Beberapa kekhawatiran tentang preskriptif IA
di satu sisi, dengan mendengarkan detak jantung janin ini dapat meyakinkan ibu dan bidan / tenaga kesehatan tentang kondisi kesejahteraan janin. tapi disisi lain, ini juga melibatkan sesuatu yang mana apa pun yang Anda lakukan dapat mengganggu proses persalinan secara fisiologi (yaitu merangsang neokorteks), dimana seorang ibu mungkin harus bergerak atau diatur posisinya senyaman Anda (tenaga kesehatan) agar Anda dapat melakukan pemeriksaan IA ini, walaupun mungkin posisi yang di anjuran atau di haruskan ini tidak terasa nyaman bagi sang ibu.
dan ketika Anda sulit menemukan ? yang terjadi adalah ini justru dapat membuat kecemasan dan kekhawatiran jika denyut jantung sulit untuk menemukan atau tidak ‘normal’. Pada tahap kedua persalinan 75% dari bayi akan memiliki denyut jantung ‘normal’ karena proses fisiologis normal seperti kompresi kepala (Sheiner et al. 2001). pola abnormal pada tahap kedua hanya signifikan jika ada pola abnormal pada tahap pertama persalinan (Sheiner et al, 2001;. Loghis et al 1997;. Wu, Chen & Wang 1996).

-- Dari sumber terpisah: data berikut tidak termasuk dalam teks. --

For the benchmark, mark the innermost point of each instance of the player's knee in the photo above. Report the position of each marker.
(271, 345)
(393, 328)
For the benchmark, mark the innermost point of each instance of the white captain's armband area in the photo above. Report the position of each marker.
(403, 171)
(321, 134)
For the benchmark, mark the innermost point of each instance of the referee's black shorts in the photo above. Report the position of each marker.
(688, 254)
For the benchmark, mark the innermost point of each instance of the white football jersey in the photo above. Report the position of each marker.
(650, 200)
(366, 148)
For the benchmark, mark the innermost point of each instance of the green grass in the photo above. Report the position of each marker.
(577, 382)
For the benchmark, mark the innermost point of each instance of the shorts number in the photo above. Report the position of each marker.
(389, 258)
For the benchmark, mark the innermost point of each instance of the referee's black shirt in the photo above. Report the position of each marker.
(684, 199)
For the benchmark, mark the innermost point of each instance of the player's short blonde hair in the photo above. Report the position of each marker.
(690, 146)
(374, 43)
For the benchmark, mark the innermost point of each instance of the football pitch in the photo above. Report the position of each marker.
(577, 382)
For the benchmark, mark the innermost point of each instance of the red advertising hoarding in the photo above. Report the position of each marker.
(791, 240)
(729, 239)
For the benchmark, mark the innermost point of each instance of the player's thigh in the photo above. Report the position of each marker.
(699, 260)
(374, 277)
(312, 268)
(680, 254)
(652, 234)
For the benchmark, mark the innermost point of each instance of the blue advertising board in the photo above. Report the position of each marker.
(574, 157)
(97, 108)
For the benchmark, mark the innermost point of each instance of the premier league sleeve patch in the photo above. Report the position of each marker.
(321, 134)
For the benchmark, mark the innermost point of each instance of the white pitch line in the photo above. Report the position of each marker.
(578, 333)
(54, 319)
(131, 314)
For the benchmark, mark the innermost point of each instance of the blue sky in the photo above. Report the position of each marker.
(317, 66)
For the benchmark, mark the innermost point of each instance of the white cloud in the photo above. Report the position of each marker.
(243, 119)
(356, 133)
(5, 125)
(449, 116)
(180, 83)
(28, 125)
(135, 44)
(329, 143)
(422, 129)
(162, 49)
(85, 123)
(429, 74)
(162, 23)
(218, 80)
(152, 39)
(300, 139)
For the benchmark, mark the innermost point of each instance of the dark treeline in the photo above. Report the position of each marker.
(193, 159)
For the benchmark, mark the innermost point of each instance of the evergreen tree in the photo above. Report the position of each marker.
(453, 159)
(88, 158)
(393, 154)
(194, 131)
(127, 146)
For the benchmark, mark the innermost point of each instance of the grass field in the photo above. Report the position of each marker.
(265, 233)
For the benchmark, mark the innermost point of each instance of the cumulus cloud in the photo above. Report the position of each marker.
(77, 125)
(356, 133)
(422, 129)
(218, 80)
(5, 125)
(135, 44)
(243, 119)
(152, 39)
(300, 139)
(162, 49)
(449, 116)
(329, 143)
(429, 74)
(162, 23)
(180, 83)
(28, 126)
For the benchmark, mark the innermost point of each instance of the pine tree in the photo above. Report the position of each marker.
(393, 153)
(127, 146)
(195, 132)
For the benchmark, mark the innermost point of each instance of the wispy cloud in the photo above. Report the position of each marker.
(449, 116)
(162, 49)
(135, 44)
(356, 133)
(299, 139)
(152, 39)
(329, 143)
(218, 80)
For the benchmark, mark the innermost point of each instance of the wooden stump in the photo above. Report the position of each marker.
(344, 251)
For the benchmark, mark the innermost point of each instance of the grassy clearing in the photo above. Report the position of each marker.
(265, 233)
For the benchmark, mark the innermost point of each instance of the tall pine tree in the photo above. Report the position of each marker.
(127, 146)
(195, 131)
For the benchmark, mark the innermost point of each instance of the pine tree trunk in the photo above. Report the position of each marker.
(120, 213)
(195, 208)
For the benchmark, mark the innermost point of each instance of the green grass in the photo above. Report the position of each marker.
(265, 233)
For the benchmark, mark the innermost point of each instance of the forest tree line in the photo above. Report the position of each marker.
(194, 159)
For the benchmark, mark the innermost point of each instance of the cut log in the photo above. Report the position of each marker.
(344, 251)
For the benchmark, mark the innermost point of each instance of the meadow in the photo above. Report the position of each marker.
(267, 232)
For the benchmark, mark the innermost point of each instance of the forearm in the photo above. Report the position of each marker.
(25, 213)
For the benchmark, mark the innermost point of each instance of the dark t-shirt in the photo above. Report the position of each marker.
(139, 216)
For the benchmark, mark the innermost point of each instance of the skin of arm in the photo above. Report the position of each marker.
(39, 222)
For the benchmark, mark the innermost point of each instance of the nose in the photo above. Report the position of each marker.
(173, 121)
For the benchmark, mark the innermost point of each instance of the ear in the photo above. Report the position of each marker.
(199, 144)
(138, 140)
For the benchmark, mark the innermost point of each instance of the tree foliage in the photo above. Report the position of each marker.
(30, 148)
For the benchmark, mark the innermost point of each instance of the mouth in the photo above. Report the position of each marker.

nah lalu bagaimana dong sebaiknya?
di satu sisi, IA penting untuk kita sebagai penyedia layanan kesehatan untuk memastikan kondisi janin sejahtera, namun disisi lain IA pun berpotensi untuk mengganggu proses persalinan karena neocortex bisa saja terangsang dan ini bisa justru membuat hormon oksitosin menurun, dan tentu akan mengganggu kontraksi.
asuhan kebidanan itu butuh ART. butuh Science…dan Spiritual. jadi jangan pernah tinggalkan ke tiga pilar itu. maka saran saya:
- Sebelum persalinan membahas IA dengan ibu:Menguatkan dan menyemangati ibu bahwa dia adalah ahli dalam menjaga kesejahteraan bayinya . Dorong dia untuk terhubung dengan bayinya dan percaya naluri nya tentang / nya kesehatannya pada kehamilan, persalinan dan seterusnya.
- Cari tahu seberapa sering dia ingin Anda untuk mendengarkan detak jantung bayinya, dan apakah dia lebih suka Anda untuk menggunakan doppler atau pinnard/stetoskop khusus untuk mendengarkan DJJ? Jelaskan bahwa dia bisa berubah pikiran setiap saat selama persalinan tentang kapan dan bagaimana Anda mendengarkan bayinya.
- Jelaskan bahwa sementara dia mendorong bayinya keluar (mengejan) akan ada beberapa perubahan pada pola denyut jantung (deselerasi) dan bahwa ini adalah normal.
- Jelaskan bagaimana jadwal atau rencana Anda untuk mendengarkan DJJ janin dan memastikan bahwa ibu merasa nyaman dengan asuhan yang Anda berikan.
Selama persalinan:
- Hindari merangsang neokorteks nya dengan mengajukan pertanyaan ‘bisa saya mendengarkan…..?’ Sebaliknya dengan lembut bergerak ke arahnya dengan doppler / pinnard. makanya sebaikya Anda sudah Memiliki perjanjian dengan ibu, kapan Anda akan mendengarkan DJJ.
- Jika denyut jantung normal sdi kala I, dan tidak ada faktor risiko , maka tidak perlu meningkatkan freluensi IA pada kala dua.
- Ketika kepala sudah crowning akan bisa sangat sulit dan tidak nyaman untuk menemukan jantung janin karena posisi bayi ada di panggul. jadi tidak perlu melakukan IA ketika kepala crowning, Sebaliknya amati saja warna kulit kepala bayi untuk menilai oksigenasi – kulit kepala merah muda yang bagus = bayi cukup oksigen.
Anda dapat men-download poster (kajian literatur) tentang sejumlah praktik kebidanan rutin dilakukan selama kelahiran sini
referensi:
- Albers, LL 1999, ‘The duration of labor in healthy women’, Journal of Perinatology, vol. 19, no. 2, pp.114-9.
- Cesario, SK 2004, ‘Reevaluation of Friedman’s labor curve: a pilot study’, JOGNN, vol. 33, pp. 713-22.
- Lavender T, Alfirevic Z & Walkinshaw S 2006, ‘Effect of different partogram action lines on birth outcomes: a randomized controlled trial’, Obstetrics & Gynecology, vol. 108, no. 2, pp. 295-302.
- Neal JL, Lowe NK, Ahijevych KL, Patrick TE, Cabbage LA & Corwin EJ 2010 ‘”Active labour” duration and dilation rates amongst low-risk nulliparous women with spontaneous labor onset: a systematic review’, Journal of Midwifery and Womens Health, vol. 55, no. 4, pp. 308-318.